Below is C code to compute double-precision arctan()
that demonstrates many of the design principles and techniques mentioned above. This quickly-constructed code lacks the sophistication of the implementations pointed to in other answers but provides an implementation with a maximum observed error of 1.65 ulps, which may be sufficient in various contexts. I created a custom minimax approximation with a simple implementation of the Remez algorithm that used 1024-bit floating-point arithmetic for all intermediate steps. I would expect the use of Sollya or similar tools to result in a numerically superior approximations. To balance performance and accuracy, the evaluation of the core approximation combines both second-order and ordinary Horner schemes.

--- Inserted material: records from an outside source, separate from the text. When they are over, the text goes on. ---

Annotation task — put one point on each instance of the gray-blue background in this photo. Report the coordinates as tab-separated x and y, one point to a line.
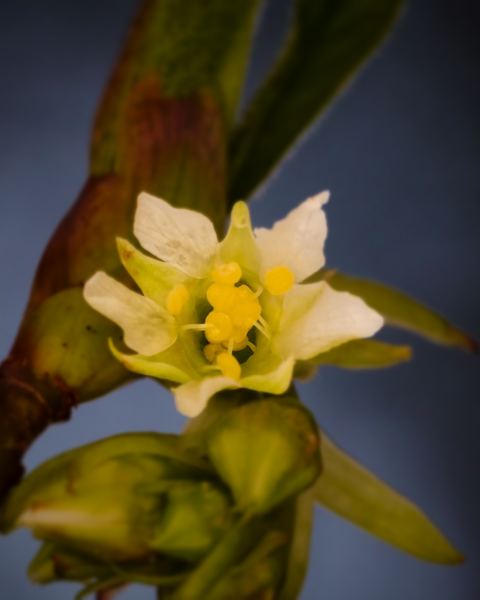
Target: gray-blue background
400	153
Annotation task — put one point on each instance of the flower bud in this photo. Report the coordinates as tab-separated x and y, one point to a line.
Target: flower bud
54	563
266	451
124	498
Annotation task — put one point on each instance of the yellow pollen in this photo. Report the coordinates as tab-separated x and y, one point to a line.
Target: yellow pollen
220	327
227	273
229	365
236	345
279	280
176	299
222	297
247	309
211	351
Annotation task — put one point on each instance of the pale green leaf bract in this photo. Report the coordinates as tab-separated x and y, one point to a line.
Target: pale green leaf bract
356	354
352	492
400	310
328	42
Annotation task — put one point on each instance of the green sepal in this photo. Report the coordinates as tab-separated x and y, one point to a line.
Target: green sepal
266	451
145	457
400	310
299	547
259	572
352	492
195	516
328	42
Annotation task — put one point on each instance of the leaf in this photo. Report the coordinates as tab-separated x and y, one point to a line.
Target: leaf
352	492
401	311
300	546
328	42
358	354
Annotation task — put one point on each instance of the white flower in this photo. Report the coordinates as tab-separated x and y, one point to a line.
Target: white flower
226	315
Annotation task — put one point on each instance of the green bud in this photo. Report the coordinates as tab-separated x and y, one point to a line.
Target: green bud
258	575
118	500
195	517
266	451
53	563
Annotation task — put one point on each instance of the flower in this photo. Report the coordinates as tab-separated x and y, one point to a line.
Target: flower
224	315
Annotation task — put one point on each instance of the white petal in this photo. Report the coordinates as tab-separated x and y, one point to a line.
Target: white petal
148	327
333	318
276	381
152	368
192	397
239	244
181	237
297	241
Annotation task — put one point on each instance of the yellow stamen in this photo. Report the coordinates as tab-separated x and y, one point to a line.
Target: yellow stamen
222	297
229	365
211	351
236	346
220	327
195	326
247	309
227	273
279	280
176	299
262	329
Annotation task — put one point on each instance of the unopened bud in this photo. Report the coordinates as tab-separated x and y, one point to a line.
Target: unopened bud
118	500
266	451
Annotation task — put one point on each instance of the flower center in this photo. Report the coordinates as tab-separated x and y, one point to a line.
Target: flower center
176	299
236	310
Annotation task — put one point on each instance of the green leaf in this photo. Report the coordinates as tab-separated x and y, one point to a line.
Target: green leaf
349	490
357	354
328	42
299	547
402	311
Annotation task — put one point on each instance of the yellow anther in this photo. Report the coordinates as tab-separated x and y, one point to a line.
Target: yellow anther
222	297
211	351
239	334
227	273
176	299
279	280
236	345
219	327
229	365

/* Compute arctangent. Maximum observed error: 1.64991 ulps */
double my_atan (double x)
{
double a, z, p, r, q, s, t;
/* argument reduction:
arctan (-x) = -arctan(x);
arctan (1/x) = 1/2 * pi - arctan (x), when x > 0
*/
z = fabs (x);
a = (z > 1.0) ? (1.0 / z) : z;
s = a * a;
q = s * s;
/* core approximation: approximate atan(x) on [0,1] */
p = -2.0258553044340116e-5; // -0x1.53e1d2a258e3ap-16
t = 2.2302240345710764e-4; // 0x1.d3b63dbb6167ap-13
p = fma (p, q, -1.1640717779912220e-3); // -0x1.312788ddde71dp-10
t = fma (t, q, 3.8559749383656407e-3); // 0x1.f9690c824aaf1p-9
p = fma (p, q, -9.1845592187222193e-3); // -0x1.2cf5aabc7dbd2p-7
t = fma (t, q, 1.6978035834594660e-2); // 0x1.162b0b2a3bcdcp-6
p = fma (p, q, -2.5826796814492296e-2); // -0x1.a7256feb6f841p-6
t = fma (t, q, 3.4067811082715810e-2); // 0x1.171560ce4a4ecp-5
p = fma (p, q, -4.0926382420509999e-2); // -0x1.4f44d841450e8p-5
t = fma (t, q, 4.6739496199158334e-2); // 0x1.7ee3d3f36bbc6p-5
p = fma (p, q, -5.2392330054601366e-2); // -0x1.ad32ae04a9fd8p-5
t = fma (t, q, 5.8773077721790683e-2); // 0x1.e17813d669537p-5
p = fma (p, q, -6.6658603633512892e-2); // -0x1.11089ca9a5be4p-4
t = fma (t, q, 7.6922129305867892e-2); // 0x1.3b12b2db5173cp-4
p = fma (p, s, t);
p = fma (p, s, -9.0909012354005267e-2); // -0x1.745d022f8dc5fp-4
p = fma (p, s, 1.1111110678749421e-1); // 0x1.c71c709dfe925p-4
p = fma (p, s, -1.4285714271334810e-1); // -0x1.2492491fa1742p-3
p = fma (p, s, 1.9999999999755005e-1); // 0x1.99999999840cdp-3
p = fma (p, s, -3.3333333333331838e-1); // -0x1.5555555555448p-2
p = fma (p * s, a, a);
/* back substitution in accordance with argument reduction */
/* double-precision factorization of PI/2 courtesy of Tor Myklebust */
r = (z > 1.0) ? fma (0.93282184640716537, 1.6839188885261840, -p) : p;
return copysign (r, x);
}
Trigonometric functions do have pretty ugly implementations that are hacky and do lots of bit fiddling. I think it will be pretty hard to find someone here that is able to explain an algorithm that is actually used.
Here is an atan2 implementation: https://sourceware.org/git/?p=glibc.git;a=blob;f=sysdeps/ieee754/dbl-64/e_atan2.c;h=a287ca6656b210c77367eec3c46d72f18476d61d;hb=HEAD
Edit: Actually I found this one: http://www.netlib.org/fdlibm/e_atan2.c which is a lot easier to follow, but probably slower because of that (?).
The FPU does all this in some circuits so the CPU doesn't have to do all this work.